Saïd était son ami depuis pas moins de huit mois. Ils travaillaient tous les deux au même chantier de construction. Ils passaient ensemble leur moment de repos. Mais tout d’un coup, un malentendu vient mettre en danger leur amitié.

Les deux amis partageaient le même déjeuner quand Saïd commençe à reprocher à son ami, Ali, d’avoir entendu l’un de leurs collègues en train de l’insulter sans réagir.
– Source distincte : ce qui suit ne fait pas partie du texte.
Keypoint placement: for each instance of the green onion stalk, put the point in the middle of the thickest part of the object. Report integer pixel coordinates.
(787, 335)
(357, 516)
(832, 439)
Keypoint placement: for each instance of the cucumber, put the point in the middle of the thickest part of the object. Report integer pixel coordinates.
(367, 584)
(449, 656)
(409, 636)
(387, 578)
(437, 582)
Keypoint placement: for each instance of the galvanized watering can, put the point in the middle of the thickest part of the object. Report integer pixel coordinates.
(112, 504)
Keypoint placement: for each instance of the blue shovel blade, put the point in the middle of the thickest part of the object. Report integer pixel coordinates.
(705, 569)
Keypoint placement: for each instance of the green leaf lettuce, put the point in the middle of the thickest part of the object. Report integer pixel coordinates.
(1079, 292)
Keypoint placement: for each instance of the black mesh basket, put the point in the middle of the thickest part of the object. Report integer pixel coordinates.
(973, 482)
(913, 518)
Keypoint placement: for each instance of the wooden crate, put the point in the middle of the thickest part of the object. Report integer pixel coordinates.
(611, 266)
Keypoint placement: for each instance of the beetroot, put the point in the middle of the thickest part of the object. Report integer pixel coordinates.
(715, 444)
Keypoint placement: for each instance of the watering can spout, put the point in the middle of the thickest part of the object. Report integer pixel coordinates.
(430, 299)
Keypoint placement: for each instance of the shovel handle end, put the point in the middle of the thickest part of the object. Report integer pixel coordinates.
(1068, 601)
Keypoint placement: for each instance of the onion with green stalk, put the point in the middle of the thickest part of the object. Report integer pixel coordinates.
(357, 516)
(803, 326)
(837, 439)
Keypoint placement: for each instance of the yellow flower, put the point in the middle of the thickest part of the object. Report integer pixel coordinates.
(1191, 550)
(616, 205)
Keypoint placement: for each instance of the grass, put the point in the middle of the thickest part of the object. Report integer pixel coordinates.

Ali lui a expliqué que leur relation ne l’oblige à intervenir que pour le bien et non pas pour le mal. Il lui a précisé qu’il ne pouvait pas réagir pour que les choses se calment. Saïd qui ne voulait rien comprendre a continué à lui faire le même reproche au point qu’Ali a commencé à perdre le contrôle de ses nerfs. Et tout d’un coup, Saïd s’est levé de sa place pour commencer à injurier son ami qui est resté bouche bée. Saïd n’a pu retenir ses nerfs. Il a continué à l’insulter sans qu’Ali réagisse. Ce dernier est resté planté à sa place. Il ne savait pas pourquoi son ami a perdu complètement le contrôle de ses nerfs. Il ne l’a jamais vu dans pareil état. Des collègues sont intervenus pour le calmer. En vain. Soudain, Ali a saisi un couteau qui était déposé sur une petite table pour se lancer comme un taureau sur Saïd en lui a assénant deux coups, dont l’un planté au niveau du cou a été fatal. Évacué aux Urgences de l’hôpital Averroès, Saïd a rendu l’âme. Et Ali est arrêté. « Mais je n’avais pas l’intention de le tuer, M. le président », a-t-il tenté d’expliquer à la Cour. Seulement, il n’a pas pu expliquer pourquoi ses deux coups étaient fatals. Le jugement rendu dans cette affaire, quinze ans de réclusion criminelle, traduit la gravité de son acte.